PAVEL: PITTURA FUORI DAGLI SCHEMI
La
mostra si intitola, eloquentemente, “Fuori da – Oltre ogni schema”, perché la
pittura di Pavel, al secolo Paolo Incerti, non è davvero classificabile
all’interno di alcuna corrente.
E
nemmeno sarebbe giusto, perché credo che tutta l’arte, in quanto tale, debba
essere sinonimo di libertà, fantasia, originalità e, perché no, follia, intesa
come rottura appunto con ogni schema.
L’esposizione
è stata divisa in sezioni, perché diversi sono gli argomenti, anche se in
realtà collegati tra loro: il paesaggio naturale, tangibile, terrestre; la
visione dello spazio, infinito, inesplorato; la visione dell’inconscio,
altrettanto infinito e inesplorato e tuttavia legato e inscindibile dalla vita
reale dell’individuo.
Pavel
è riuscito, con i suoi sogni utopisti e le sue vedute, a riunire con visibili tratti di colore questi tre
elementi, rendendoci partecipi di una concezione totale dell’esistenza, che
spesso è invece percepita solo in parte
e solo quella parte: gli oggetti, il
cibo, il corpo, tutto ciò che è considerato materia.
Le
immagini presenti in questi quadri sono quanto di più istintivo, ma nello
stesso tempo profondo, si possa dipingere, perché considerano non solo quello
che i cinque sensi ci permettono di comprendere, ma anche quanto si annidi nel
profondo, quanto i desideri inespressi ci comunichino, quanto le nostre
capacità nascoste gridino per emergere, ma anche quante paure si nascondano e
ci impediscano di esprimere quello che realmente siamo, nel bene come nel male,
mettendoci perciò di fronte alla nostra metà oscura, quella che ognuno di noi
possiede e che tentiamo di addomesticare quanto più possibile, ma che è sempre
lì, ingabbiata, incatenata nel punto più nascosto e difeso, ma presente e che
ci pungolerà sino al nostro ultimo respiro.
Le
figure dipinte sembrano uscite da racconti fiabeschi, da leggende che legano
l’inconscio collettivo e ci trasportano nell’universo fisico come in quello
temporale, riportandoci all’infanzia e ai suoi giochi, ai suoi racconti, ai
suoi misteri, alle sue avventure, perché quando si è bambini ogni giorno
rappresenta un’avventura e una scoperta: come una notte di caccia alle rane;
come una partita a calcetto in un prato, quasi fosse una moderna giostra
cavalleresca in cui i giovani si sfidano.
Sagome
che paiono soldatini di latta, arlecchini, elfi si trasformano in guide verso
altri mondi: davvero questi sono fuori di noi, o noi ne siamo gli artefici?

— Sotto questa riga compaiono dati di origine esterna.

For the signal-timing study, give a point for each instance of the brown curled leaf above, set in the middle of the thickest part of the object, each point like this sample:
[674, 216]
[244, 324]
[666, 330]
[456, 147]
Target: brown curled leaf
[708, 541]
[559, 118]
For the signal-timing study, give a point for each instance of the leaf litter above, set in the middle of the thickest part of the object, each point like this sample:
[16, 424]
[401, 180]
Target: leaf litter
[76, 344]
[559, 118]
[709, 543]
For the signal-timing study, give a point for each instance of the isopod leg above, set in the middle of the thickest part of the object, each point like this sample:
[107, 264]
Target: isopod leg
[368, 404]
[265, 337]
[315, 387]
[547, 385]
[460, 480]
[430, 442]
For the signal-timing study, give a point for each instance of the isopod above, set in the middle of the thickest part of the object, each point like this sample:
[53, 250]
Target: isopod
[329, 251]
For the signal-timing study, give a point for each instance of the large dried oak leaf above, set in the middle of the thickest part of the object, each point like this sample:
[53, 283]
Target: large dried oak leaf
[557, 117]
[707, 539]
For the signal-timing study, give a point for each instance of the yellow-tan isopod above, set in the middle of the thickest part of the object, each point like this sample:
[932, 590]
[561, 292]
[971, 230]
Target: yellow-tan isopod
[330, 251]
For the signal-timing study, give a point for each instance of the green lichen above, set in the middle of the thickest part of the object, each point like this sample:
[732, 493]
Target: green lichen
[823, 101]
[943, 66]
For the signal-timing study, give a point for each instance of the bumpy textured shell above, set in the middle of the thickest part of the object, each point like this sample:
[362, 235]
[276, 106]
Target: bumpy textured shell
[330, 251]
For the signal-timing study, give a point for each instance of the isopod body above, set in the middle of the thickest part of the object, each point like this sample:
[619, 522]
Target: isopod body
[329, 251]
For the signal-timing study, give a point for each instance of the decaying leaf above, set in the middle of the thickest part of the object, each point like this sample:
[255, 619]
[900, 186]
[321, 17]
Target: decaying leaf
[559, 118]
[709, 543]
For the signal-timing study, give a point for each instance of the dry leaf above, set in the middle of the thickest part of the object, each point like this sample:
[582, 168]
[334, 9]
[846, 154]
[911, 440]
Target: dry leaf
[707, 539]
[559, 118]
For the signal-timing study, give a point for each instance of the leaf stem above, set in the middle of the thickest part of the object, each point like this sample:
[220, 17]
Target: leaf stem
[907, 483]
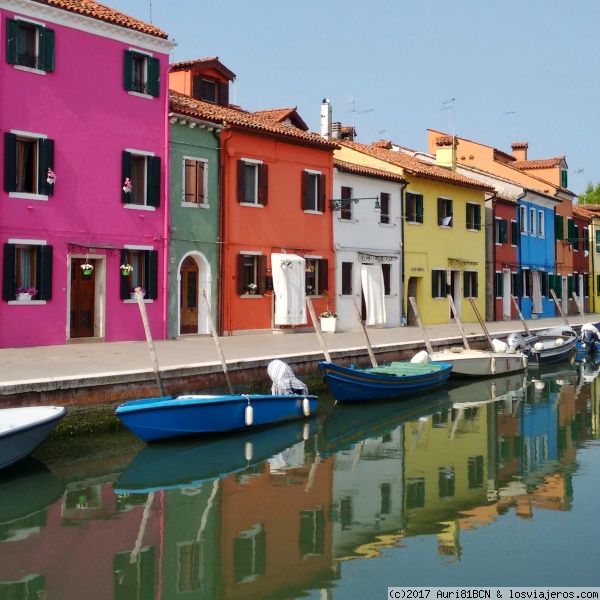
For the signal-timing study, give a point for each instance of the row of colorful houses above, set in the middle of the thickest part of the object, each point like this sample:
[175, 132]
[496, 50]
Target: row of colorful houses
[143, 174]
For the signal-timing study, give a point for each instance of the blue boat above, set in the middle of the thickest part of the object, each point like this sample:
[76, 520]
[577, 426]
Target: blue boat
[396, 379]
[167, 417]
[189, 463]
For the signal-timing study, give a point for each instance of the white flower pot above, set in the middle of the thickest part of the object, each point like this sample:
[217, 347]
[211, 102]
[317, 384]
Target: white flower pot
[328, 324]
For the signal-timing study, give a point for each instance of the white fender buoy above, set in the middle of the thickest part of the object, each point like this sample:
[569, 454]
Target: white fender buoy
[248, 450]
[306, 407]
[249, 415]
[306, 431]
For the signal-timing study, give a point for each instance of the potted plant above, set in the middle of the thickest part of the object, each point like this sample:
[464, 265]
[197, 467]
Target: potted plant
[126, 269]
[132, 293]
[328, 318]
[24, 294]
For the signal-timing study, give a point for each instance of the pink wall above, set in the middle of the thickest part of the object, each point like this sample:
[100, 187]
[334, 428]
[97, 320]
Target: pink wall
[85, 109]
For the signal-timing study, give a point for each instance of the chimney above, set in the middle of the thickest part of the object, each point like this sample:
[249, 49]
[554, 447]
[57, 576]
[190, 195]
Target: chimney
[520, 150]
[326, 119]
[445, 152]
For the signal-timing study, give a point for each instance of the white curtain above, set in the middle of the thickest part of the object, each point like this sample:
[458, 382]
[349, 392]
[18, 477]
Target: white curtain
[288, 288]
[371, 277]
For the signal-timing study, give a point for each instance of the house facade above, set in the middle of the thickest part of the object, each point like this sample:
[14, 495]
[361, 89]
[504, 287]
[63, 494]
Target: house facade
[275, 234]
[84, 185]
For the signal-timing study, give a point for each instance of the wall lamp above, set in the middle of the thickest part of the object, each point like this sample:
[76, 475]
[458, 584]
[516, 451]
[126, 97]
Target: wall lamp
[339, 203]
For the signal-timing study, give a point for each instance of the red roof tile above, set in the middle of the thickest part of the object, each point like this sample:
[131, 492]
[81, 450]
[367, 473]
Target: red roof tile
[236, 117]
[415, 166]
[95, 10]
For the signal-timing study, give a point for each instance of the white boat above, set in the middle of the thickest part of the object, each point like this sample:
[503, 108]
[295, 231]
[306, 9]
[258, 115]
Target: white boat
[480, 363]
[22, 430]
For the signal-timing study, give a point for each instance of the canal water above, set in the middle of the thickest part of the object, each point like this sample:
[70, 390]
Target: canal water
[484, 483]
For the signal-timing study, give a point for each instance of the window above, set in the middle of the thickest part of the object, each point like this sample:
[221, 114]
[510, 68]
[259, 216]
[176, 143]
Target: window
[346, 279]
[445, 212]
[514, 233]
[30, 45]
[316, 276]
[210, 90]
[523, 219]
[438, 283]
[27, 158]
[141, 73]
[470, 284]
[473, 216]
[194, 189]
[27, 265]
[414, 207]
[313, 191]
[386, 269]
[252, 182]
[252, 274]
[143, 171]
[384, 215]
[559, 227]
[144, 273]
[499, 281]
[501, 231]
[346, 210]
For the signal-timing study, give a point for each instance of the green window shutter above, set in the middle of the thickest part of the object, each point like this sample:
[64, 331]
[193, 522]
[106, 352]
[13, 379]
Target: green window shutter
[153, 184]
[559, 227]
[46, 162]
[12, 36]
[151, 274]
[46, 49]
[128, 70]
[43, 276]
[10, 162]
[125, 174]
[154, 76]
[8, 272]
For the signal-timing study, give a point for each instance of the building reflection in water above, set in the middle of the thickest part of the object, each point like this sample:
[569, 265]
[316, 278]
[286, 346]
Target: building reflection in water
[273, 514]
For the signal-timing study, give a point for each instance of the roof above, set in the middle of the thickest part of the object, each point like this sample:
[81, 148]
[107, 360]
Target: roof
[236, 117]
[415, 166]
[282, 114]
[202, 64]
[342, 165]
[95, 10]
[543, 163]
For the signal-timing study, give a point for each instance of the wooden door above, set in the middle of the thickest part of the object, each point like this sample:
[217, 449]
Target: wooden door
[189, 296]
[82, 300]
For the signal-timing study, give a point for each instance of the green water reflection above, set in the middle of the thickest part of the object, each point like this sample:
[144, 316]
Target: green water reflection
[452, 488]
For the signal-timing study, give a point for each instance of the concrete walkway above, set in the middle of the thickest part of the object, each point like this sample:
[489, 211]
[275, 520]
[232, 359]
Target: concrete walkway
[34, 369]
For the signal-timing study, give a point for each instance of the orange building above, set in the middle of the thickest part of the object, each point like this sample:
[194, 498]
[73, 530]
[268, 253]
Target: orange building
[275, 185]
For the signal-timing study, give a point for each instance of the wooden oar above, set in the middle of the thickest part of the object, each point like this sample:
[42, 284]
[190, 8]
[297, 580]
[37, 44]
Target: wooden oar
[562, 314]
[364, 330]
[457, 319]
[521, 315]
[481, 322]
[313, 316]
[415, 308]
[215, 335]
[142, 307]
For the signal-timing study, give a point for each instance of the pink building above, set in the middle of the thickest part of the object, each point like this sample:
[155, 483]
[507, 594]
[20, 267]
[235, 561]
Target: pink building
[83, 97]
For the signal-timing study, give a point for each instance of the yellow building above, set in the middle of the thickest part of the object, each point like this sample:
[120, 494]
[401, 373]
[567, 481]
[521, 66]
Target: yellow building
[443, 231]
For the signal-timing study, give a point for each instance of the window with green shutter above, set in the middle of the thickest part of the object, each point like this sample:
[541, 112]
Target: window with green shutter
[141, 73]
[29, 45]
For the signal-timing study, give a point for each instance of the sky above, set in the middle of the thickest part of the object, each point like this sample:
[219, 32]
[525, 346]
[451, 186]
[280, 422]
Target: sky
[492, 72]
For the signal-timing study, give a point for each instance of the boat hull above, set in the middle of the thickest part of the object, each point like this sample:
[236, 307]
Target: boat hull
[170, 417]
[480, 363]
[357, 385]
[22, 430]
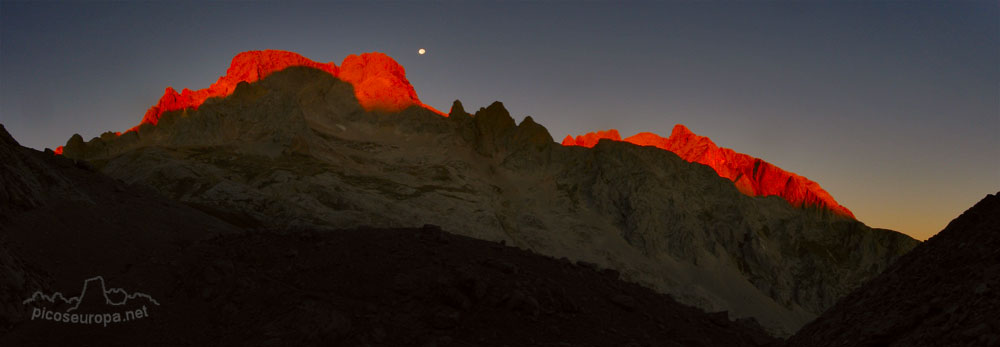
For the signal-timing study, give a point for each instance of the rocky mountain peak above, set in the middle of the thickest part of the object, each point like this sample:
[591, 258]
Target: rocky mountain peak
[752, 176]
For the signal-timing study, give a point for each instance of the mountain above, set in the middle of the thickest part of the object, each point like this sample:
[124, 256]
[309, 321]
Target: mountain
[201, 281]
[752, 176]
[946, 292]
[60, 221]
[298, 148]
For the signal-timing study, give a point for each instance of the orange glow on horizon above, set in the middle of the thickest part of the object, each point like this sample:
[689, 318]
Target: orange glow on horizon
[752, 176]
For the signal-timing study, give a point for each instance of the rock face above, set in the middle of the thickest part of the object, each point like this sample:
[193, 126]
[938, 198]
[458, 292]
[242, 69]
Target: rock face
[56, 211]
[379, 82]
[392, 287]
[71, 230]
[752, 176]
[297, 149]
[946, 292]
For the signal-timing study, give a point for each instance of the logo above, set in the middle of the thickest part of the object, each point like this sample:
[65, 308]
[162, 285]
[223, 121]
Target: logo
[96, 304]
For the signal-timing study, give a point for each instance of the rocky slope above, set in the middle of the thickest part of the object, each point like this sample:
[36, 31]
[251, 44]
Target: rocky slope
[219, 285]
[946, 292]
[752, 176]
[61, 222]
[298, 149]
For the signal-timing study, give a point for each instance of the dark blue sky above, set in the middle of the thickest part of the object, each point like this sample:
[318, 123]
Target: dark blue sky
[893, 107]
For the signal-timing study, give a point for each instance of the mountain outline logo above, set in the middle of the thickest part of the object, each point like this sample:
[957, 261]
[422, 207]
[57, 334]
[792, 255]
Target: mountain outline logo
[91, 285]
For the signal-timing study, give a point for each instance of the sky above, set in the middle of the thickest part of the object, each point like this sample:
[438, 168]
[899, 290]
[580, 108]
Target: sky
[893, 107]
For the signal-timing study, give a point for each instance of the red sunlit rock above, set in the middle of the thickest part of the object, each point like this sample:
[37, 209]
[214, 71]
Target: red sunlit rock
[380, 83]
[591, 139]
[752, 176]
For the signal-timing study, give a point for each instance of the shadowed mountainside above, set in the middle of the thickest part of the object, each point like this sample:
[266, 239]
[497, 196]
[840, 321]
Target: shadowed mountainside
[946, 292]
[218, 285]
[752, 176]
[297, 149]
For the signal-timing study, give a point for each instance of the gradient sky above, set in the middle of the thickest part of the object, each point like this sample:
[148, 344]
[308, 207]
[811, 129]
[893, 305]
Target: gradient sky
[893, 107]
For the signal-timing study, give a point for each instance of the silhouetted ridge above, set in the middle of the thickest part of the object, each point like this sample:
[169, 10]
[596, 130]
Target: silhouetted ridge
[946, 292]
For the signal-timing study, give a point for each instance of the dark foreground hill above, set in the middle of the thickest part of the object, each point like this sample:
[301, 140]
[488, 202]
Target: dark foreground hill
[298, 148]
[216, 284]
[946, 292]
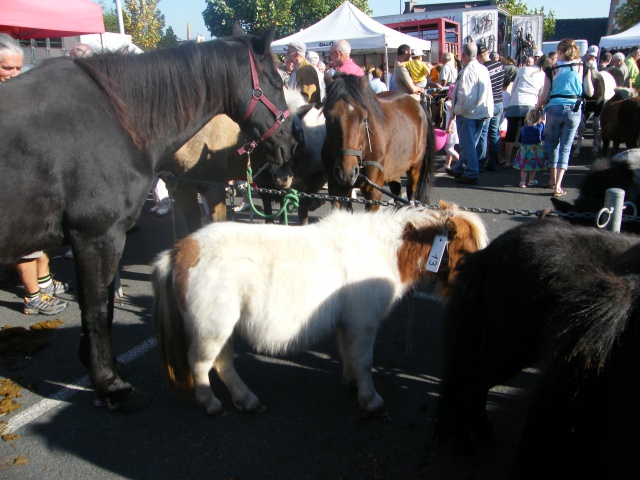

Davvero ciò che vediamo è l’unico cosmo esistente o ci sono alternative
straordinarie di cui non siamo a conoscenza?
Forse
passeggiando e osservando la natura, che con così tanta, sincera, ammirazione
Pavel ritrae, si può arrivare ad avere la percezione di quanto in realtà ci sia
da scoprire, non solo da bambini, ma in ogni istante della nostra vita,
apparentemente limitata e invece ricchissima e, attraverso questa, arrivare a
comprendere anche la parte di noi stessi che non ascoltiamo mai, di cui
neghiamo o non conosciamo l’esistenza, così come non conosciamo l’esistenza di
altri universi, altri sistemi solari, altri pianeti, altre città, altre vite,
altre possibilità di un destino che ancora non è scritto e che potremmo avere,
se solo sospettassimo di poterlo realizzare.
Pavel
ci indica che c’è qualcosa oltre ciò che vediamo e si è spesso identificato con
Don Chisciotte, ma questa volta si è tramutato in Amleto e ci avverte: “Ci son
più cose in cielo e in terra, Orazio, di quante ne sogni la tua filosofia”.